My proposal is relatively simple. Since most workers make far more than the minimum wage — particularly in states like Connecticut, New York, and New Jersey, where wages run a full 130 percent of the national average, a one‐dollar increase in the minimum wage will have little or no effect on workers in those states. In fact, because the cost of living in these states is also much higher, the real value of the proposed increase is minimal. The real effect of the minimum wage is felt in low‐wage states like Mississippi, Arkansas, and Georgia, where wages are approximately 70 percent of the national average. This 60‐point North‐South spread in the cost of hiring new employees is significant–as is the difference in the economic effects of raising the minimum wage.
This fact is not lost on Members of Congress from the North. Their drive to increase the minimum wage is not based on some benevolent desire to increase the wages of their constituents — most of whom already earn wages far exceeding the current minimum. These Northern congressmen are performing a constituent service, hoping to raise the costs of employment in the South and thus restoring the Northern states’ competitiveness in attracting new businesses. The evidence could not be clearer than a list of the names of the Republican cosponsors of the bill to raise the minimum wage — almost all of whom come from Northern districts. This is crass politics at its worst.
The solution is to “equalize” the value of the minimum wage and to spread the pain of having it increased. This can be done by adjusting the minimum wage (and any proposed increase) by variances in the cost of living by region or state (call it the “minimum wage equalization act”). Thus, the current $5.15 minimum wage would become $6.70 ($8.00 after the proposed and adjusted $1 increase) in the Northeast. Likewise, the minimum wage would drop to $3.60 ($4.30 after adding the proposed and adjusted $1 increase) in the South. The government already performs this type of regional adjustment in its published pay scales, as do many private corporations with nationwide operations (if lowering wages is too politically sensitive, states with adjusted minimum wages that are lower than the current minimum could opt to maintain the current $5.15 minimum).

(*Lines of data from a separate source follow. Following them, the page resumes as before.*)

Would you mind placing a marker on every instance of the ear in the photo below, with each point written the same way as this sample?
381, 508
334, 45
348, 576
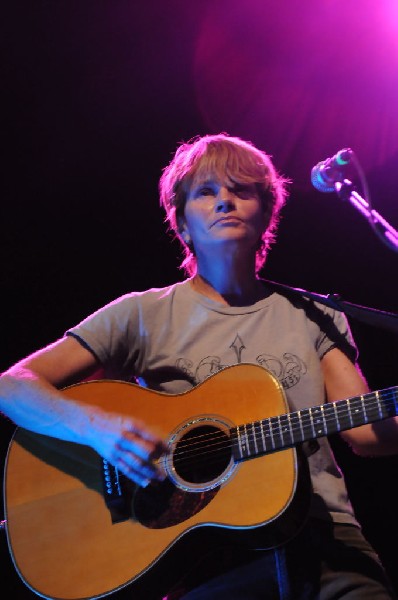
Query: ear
183, 230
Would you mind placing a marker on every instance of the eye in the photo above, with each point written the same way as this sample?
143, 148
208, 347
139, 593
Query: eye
244, 191
205, 191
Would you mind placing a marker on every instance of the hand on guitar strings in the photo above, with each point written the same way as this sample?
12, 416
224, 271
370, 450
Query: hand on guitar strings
130, 447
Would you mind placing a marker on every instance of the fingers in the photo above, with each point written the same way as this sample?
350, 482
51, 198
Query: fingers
136, 453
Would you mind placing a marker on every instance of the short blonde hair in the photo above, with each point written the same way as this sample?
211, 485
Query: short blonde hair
221, 155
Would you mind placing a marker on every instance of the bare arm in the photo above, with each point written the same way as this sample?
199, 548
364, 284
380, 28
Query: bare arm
344, 380
30, 398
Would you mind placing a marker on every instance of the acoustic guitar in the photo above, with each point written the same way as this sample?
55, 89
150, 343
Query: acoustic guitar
77, 529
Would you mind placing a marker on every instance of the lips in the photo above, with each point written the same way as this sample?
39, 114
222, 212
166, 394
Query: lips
227, 220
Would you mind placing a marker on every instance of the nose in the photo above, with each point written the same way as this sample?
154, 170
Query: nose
225, 201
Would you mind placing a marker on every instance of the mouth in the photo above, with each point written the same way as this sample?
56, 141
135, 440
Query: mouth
227, 221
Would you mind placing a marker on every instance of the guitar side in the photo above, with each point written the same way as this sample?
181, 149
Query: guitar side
60, 532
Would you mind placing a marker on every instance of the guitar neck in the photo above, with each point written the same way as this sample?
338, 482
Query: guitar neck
287, 430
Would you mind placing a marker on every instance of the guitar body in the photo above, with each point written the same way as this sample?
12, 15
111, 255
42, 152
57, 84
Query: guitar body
64, 539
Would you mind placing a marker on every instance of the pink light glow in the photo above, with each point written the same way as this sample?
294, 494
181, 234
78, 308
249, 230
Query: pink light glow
303, 81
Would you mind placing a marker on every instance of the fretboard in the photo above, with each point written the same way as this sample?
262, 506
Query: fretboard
287, 430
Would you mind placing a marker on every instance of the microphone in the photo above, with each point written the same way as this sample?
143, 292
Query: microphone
330, 171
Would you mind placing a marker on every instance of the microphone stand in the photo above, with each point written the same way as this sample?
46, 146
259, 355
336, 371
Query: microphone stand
346, 191
371, 316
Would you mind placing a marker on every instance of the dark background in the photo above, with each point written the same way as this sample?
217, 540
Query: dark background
95, 98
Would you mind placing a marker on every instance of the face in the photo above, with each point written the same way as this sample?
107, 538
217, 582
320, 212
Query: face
222, 212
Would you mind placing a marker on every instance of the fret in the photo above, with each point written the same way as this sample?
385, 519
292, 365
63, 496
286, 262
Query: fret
267, 434
356, 411
379, 405
306, 424
372, 407
247, 440
312, 422
263, 436
282, 431
242, 442
254, 438
275, 432
298, 413
365, 415
318, 423
336, 414
344, 416
290, 430
286, 431
349, 412
329, 418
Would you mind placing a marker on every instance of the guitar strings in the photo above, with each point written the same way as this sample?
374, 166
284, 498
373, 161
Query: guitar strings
254, 432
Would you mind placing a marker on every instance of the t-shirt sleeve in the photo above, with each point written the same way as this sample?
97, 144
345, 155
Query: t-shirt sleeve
335, 332
111, 334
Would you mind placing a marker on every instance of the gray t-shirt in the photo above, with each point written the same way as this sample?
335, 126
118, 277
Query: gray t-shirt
171, 339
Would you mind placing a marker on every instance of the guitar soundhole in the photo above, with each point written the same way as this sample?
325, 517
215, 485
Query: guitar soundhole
202, 454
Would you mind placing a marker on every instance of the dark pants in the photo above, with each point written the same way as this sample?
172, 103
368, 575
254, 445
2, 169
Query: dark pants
324, 562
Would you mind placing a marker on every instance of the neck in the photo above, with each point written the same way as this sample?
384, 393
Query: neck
232, 288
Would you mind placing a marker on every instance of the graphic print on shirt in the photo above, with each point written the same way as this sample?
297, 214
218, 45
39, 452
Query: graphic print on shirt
288, 368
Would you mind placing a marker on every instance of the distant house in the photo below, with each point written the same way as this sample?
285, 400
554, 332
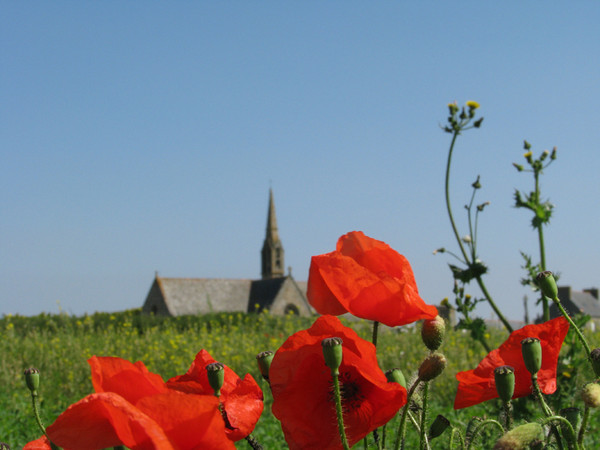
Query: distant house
578, 302
276, 292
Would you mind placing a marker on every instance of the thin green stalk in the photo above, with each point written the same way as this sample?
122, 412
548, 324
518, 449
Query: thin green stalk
462, 439
586, 415
338, 409
423, 437
458, 240
402, 425
480, 427
577, 330
375, 330
567, 427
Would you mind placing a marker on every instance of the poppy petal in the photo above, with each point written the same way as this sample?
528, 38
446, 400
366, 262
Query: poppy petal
106, 420
302, 388
478, 385
189, 421
131, 381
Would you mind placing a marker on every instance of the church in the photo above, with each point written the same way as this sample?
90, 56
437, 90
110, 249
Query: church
276, 292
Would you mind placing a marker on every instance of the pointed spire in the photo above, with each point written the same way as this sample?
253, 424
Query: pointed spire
272, 231
272, 251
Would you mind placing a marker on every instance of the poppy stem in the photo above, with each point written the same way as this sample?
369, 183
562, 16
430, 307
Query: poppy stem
457, 236
423, 438
575, 327
338, 408
480, 426
402, 426
586, 415
375, 330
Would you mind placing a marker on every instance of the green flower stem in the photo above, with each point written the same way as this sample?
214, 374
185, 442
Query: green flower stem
507, 406
253, 442
586, 415
538, 394
461, 439
423, 438
338, 408
402, 426
457, 236
375, 330
545, 307
577, 330
567, 429
480, 427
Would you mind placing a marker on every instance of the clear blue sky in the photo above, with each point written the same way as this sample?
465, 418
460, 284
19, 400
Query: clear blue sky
143, 136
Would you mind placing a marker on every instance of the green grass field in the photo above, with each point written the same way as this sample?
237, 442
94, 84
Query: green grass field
59, 346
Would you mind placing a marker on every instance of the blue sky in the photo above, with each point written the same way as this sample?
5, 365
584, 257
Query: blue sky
141, 137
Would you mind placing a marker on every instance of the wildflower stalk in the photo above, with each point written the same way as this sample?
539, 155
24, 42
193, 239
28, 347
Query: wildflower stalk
423, 438
457, 129
567, 429
460, 436
480, 427
402, 425
375, 332
586, 415
338, 408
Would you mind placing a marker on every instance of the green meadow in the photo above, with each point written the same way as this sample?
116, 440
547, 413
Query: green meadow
59, 346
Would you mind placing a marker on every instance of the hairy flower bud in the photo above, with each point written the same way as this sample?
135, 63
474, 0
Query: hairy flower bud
32, 379
532, 354
438, 426
591, 395
432, 366
520, 437
432, 332
216, 376
505, 382
264, 363
396, 376
595, 359
547, 284
332, 351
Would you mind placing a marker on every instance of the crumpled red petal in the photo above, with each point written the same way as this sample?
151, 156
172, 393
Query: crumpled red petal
302, 388
478, 385
131, 381
39, 444
106, 420
242, 399
368, 279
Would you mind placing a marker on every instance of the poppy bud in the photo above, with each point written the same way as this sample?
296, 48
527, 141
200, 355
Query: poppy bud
547, 284
438, 426
505, 382
520, 437
532, 354
32, 378
595, 359
264, 363
216, 376
332, 351
432, 332
591, 395
396, 376
432, 367
572, 415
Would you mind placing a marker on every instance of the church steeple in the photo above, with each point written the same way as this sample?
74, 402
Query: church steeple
272, 251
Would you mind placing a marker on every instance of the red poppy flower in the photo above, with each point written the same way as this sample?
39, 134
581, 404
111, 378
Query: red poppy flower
302, 388
368, 279
478, 385
133, 407
241, 399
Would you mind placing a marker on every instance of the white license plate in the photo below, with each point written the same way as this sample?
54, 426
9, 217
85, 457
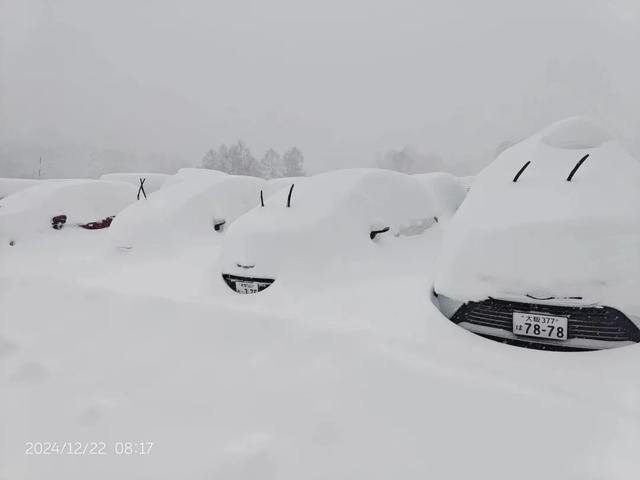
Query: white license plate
540, 326
247, 287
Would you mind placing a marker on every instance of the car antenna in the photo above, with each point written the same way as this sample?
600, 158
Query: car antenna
141, 189
578, 165
289, 197
524, 167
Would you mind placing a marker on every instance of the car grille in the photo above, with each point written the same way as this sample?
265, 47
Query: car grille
593, 323
231, 280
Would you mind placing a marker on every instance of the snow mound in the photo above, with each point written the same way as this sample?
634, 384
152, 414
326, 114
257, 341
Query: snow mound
13, 185
276, 184
575, 133
447, 192
152, 181
186, 211
544, 235
30, 211
192, 174
330, 220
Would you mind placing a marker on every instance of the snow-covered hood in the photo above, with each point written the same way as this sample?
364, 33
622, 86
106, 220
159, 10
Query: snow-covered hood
186, 211
546, 236
329, 222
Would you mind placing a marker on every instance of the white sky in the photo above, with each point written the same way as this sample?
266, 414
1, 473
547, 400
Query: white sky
341, 79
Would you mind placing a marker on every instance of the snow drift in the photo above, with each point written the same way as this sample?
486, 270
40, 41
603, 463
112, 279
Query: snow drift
188, 173
544, 235
447, 192
186, 211
13, 185
29, 212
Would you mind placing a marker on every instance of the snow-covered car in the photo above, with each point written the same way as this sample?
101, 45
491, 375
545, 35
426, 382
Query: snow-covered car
447, 192
189, 173
187, 211
545, 251
146, 182
58, 204
326, 219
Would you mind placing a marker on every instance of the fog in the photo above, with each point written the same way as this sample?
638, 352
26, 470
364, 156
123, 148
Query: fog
344, 80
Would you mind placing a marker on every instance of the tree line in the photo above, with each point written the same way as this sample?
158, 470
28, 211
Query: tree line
238, 160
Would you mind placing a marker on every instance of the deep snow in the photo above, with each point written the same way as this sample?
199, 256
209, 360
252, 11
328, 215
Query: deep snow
362, 378
350, 374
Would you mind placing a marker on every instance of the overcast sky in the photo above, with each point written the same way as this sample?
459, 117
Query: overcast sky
342, 79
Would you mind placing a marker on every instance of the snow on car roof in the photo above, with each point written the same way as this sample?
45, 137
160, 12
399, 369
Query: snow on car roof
542, 234
82, 201
152, 181
191, 174
181, 211
331, 216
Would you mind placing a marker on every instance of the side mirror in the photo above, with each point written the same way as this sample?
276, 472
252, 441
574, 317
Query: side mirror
218, 224
374, 233
58, 222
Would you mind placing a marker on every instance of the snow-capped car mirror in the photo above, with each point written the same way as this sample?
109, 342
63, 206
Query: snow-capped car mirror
58, 222
218, 224
374, 233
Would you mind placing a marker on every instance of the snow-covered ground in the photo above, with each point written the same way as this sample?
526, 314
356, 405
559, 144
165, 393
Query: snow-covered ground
348, 377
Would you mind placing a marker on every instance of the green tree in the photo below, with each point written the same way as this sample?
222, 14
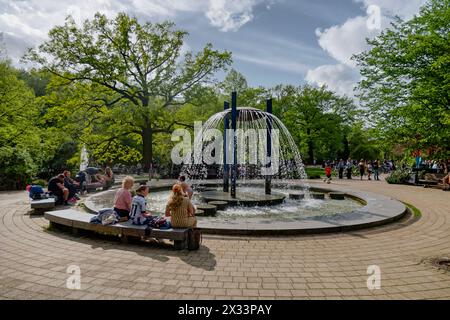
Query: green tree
24, 144
315, 117
406, 79
138, 65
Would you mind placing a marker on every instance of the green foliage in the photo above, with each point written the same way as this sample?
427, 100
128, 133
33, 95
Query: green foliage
129, 80
314, 173
406, 80
316, 118
20, 138
400, 176
364, 143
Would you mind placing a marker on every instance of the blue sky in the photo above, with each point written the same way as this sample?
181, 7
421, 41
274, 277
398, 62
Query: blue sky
272, 41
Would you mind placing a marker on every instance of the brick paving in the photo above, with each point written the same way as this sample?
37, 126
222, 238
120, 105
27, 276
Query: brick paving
33, 260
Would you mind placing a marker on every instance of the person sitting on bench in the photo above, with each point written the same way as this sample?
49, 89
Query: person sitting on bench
108, 177
56, 187
123, 198
70, 184
180, 209
186, 187
446, 181
139, 214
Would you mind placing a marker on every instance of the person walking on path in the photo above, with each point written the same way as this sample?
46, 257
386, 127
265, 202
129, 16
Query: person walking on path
349, 167
341, 167
362, 168
376, 169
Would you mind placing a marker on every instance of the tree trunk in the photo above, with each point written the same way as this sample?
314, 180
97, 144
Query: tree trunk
310, 147
147, 145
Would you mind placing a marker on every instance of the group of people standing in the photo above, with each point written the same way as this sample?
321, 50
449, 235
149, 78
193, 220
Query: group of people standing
66, 189
346, 167
179, 206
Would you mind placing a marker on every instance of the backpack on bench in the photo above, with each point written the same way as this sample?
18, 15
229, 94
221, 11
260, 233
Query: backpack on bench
194, 239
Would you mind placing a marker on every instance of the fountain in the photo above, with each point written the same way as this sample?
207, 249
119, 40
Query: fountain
255, 145
261, 189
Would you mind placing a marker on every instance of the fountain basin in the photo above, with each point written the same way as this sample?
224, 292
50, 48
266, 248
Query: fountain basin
288, 218
243, 198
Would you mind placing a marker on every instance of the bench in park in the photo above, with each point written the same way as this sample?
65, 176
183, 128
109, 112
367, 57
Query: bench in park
41, 205
432, 179
77, 220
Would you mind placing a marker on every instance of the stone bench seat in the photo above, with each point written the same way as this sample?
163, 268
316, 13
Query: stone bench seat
78, 220
43, 204
432, 179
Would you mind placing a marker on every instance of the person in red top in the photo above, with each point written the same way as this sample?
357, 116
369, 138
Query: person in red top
327, 173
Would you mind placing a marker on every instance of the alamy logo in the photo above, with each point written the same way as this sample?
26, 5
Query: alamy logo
256, 147
74, 280
374, 280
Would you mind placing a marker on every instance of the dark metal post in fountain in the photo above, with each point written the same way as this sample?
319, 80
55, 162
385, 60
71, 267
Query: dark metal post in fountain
233, 127
226, 176
269, 146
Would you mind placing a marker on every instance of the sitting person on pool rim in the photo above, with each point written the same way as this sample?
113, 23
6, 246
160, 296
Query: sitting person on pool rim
56, 187
123, 198
139, 214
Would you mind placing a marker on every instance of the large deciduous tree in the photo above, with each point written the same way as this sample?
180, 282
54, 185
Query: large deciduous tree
406, 79
316, 117
139, 66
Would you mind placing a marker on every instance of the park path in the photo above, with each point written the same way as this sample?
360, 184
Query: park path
33, 261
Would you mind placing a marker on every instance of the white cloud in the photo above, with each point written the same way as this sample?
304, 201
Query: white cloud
340, 77
343, 41
271, 62
230, 15
403, 8
30, 20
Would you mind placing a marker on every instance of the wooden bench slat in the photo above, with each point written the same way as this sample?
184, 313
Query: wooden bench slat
80, 220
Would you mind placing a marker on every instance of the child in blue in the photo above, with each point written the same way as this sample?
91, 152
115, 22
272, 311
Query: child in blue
139, 214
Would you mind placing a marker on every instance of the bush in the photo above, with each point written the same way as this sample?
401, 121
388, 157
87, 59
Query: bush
401, 176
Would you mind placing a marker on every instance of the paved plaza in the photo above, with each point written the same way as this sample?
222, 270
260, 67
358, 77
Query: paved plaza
34, 260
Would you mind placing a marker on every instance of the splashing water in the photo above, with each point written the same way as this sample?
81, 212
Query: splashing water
254, 127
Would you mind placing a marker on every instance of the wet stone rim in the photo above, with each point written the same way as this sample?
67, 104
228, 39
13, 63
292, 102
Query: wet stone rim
377, 210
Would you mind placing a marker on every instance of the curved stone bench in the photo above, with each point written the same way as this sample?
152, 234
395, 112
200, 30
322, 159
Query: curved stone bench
208, 209
78, 220
41, 205
315, 195
337, 195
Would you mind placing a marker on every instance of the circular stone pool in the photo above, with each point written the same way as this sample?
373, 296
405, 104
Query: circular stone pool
358, 210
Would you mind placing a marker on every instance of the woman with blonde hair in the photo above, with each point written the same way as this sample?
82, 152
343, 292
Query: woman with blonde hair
180, 209
122, 199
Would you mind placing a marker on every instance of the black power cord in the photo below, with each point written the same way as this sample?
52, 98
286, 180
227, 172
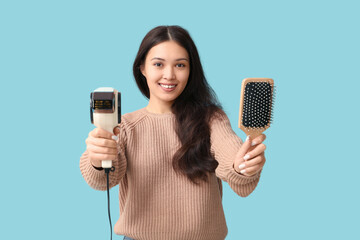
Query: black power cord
107, 171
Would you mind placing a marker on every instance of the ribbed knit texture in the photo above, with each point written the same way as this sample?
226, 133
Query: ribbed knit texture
157, 203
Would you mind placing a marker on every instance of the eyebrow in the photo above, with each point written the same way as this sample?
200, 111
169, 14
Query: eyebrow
161, 59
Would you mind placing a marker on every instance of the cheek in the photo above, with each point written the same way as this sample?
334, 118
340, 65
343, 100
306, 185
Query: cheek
183, 77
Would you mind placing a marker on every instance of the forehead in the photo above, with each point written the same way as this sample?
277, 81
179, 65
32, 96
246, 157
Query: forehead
168, 50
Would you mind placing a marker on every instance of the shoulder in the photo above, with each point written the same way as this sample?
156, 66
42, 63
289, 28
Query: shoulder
131, 119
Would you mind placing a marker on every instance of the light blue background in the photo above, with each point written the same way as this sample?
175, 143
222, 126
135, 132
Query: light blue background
54, 53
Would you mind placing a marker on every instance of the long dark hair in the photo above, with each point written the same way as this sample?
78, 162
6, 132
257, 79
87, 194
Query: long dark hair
193, 109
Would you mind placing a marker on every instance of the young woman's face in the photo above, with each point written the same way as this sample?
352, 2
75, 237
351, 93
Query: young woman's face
166, 69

This amendment to the minimum wage would completely change the political dynamics behind this debate. Raising the minimum wage to $8.00 in the North — while on economic par with a minimum wage of $4.30 in the South — would finally force Northern members to face the economic consequences of their supposed benevolence. For the first time, they too would be faced with the unemployment and decreased profits that would result from their legislative actions. Senator Kennedy would be put in the quandary of having to explain to his constituents why it is not in their best interest to have their wages raised by $2.85. Southern states would regain their wage advantage, and attract more businesses.
Obviously, I am opposed to the minimum wage and believe that it is not only unconstitutional, but is bad economic policy. My proposal is merely a suggested means of spreading the pain of the minimum wage broadly enough to make increases in the mandated wage unpalatable. The next two months will be filled with “end game” strategies and brinksmanship maneuvers over numerous policies that will have significant effects on millions of Americans. Raising the white flag on such matters ought to be a last, not a first resort.